The first is that stance transitions must be considered to be at least as important and stance posture. You must be able to quickly transition seamlessly from one stance to another. You will find that some stances can be readily adopted from another stance with relative ease. At other times it may be nearly impossible to move from one stance to another – at least in any way that might be consider an efficient or graceful manner.
You should therefore begin to consider stance transitions as an important part of your stance work. It is not longer sufficient to know how to perform a stance. You must know that of course, but you will also now want to understand how best to move into a stance from some other stance and to then subsequently move into a future stance, all while maintaining good balance, vision, centering, and guard positioning.
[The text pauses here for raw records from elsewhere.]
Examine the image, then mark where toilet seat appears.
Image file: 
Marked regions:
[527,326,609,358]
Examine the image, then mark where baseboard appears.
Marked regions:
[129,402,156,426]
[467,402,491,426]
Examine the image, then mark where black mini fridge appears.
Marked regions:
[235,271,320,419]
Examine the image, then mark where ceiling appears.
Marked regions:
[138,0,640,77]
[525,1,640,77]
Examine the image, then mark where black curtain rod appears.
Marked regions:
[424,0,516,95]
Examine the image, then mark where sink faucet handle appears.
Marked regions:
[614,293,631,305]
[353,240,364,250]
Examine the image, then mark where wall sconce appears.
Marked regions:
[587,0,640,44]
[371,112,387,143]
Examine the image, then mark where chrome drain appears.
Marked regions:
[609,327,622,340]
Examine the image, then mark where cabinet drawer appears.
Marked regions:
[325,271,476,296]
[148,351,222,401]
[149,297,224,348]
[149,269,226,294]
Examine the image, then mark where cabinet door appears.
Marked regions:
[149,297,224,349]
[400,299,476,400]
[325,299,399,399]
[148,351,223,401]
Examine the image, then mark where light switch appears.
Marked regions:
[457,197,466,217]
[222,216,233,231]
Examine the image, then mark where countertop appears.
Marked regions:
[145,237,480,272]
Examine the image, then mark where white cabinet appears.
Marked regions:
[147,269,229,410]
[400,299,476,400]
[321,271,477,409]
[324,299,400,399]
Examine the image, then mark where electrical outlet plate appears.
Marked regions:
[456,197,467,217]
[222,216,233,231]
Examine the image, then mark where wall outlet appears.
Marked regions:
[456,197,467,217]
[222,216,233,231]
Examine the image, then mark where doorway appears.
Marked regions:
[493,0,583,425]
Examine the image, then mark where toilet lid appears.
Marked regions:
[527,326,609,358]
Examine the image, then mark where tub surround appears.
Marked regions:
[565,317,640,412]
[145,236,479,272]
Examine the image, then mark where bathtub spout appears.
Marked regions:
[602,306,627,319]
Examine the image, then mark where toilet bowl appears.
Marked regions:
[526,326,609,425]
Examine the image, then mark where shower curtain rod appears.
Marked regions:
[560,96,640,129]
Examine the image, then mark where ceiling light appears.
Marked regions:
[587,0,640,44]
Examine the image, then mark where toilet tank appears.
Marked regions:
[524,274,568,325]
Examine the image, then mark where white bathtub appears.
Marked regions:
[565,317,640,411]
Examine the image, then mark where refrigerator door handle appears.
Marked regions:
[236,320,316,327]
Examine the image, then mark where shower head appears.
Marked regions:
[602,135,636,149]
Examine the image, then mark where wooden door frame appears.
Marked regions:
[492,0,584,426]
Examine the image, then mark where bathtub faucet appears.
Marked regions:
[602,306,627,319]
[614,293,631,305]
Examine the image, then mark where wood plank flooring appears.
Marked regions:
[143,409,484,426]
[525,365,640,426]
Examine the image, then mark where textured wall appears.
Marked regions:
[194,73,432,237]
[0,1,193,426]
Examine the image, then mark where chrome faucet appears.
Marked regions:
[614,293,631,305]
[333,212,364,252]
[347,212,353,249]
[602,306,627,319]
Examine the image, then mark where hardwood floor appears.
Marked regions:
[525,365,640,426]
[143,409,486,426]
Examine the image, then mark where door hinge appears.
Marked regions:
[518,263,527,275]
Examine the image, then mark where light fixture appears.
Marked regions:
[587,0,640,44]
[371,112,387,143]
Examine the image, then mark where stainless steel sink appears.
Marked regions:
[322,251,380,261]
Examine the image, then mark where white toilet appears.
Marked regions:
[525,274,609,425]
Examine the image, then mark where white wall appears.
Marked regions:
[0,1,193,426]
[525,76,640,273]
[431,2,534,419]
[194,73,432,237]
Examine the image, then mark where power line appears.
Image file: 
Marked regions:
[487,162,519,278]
Which brings us to our final point. You will see innumerable pictures of stances in their ideal form. This may lead you to the mistaken conclusion that stances are held in these positions. This is seldom if ever the case. You must begin to regard stances as transitory. You may be in a stance for mere milliseconds before you transition into another stance.
A stance is adopted to enable you to perform a specific task or function. Once the intended task has been performed the stance is no longer relevant. In fact it has now become a detriment because your opponent will seek to take advantage of that stance’s weaknesses. You must instead immediately define a new purpose and adopt a stance that will help you accomplish that goal. Once that goal is completed that stance must be abandoned in favor of some future function.
So in this sense stances are continually evolving. In any form of conflict you will not be in any posture for more than a fraction of a second. That would leave you vulnerable and susceptible to a potential attack. Instead you move fluidly in and out of various stances utilizing the knowledge you formed while studying stance transitions. So you must therefore come to appreciate stance integrity, stance transitions, and the transitory nature of stances. All three are of vital importance.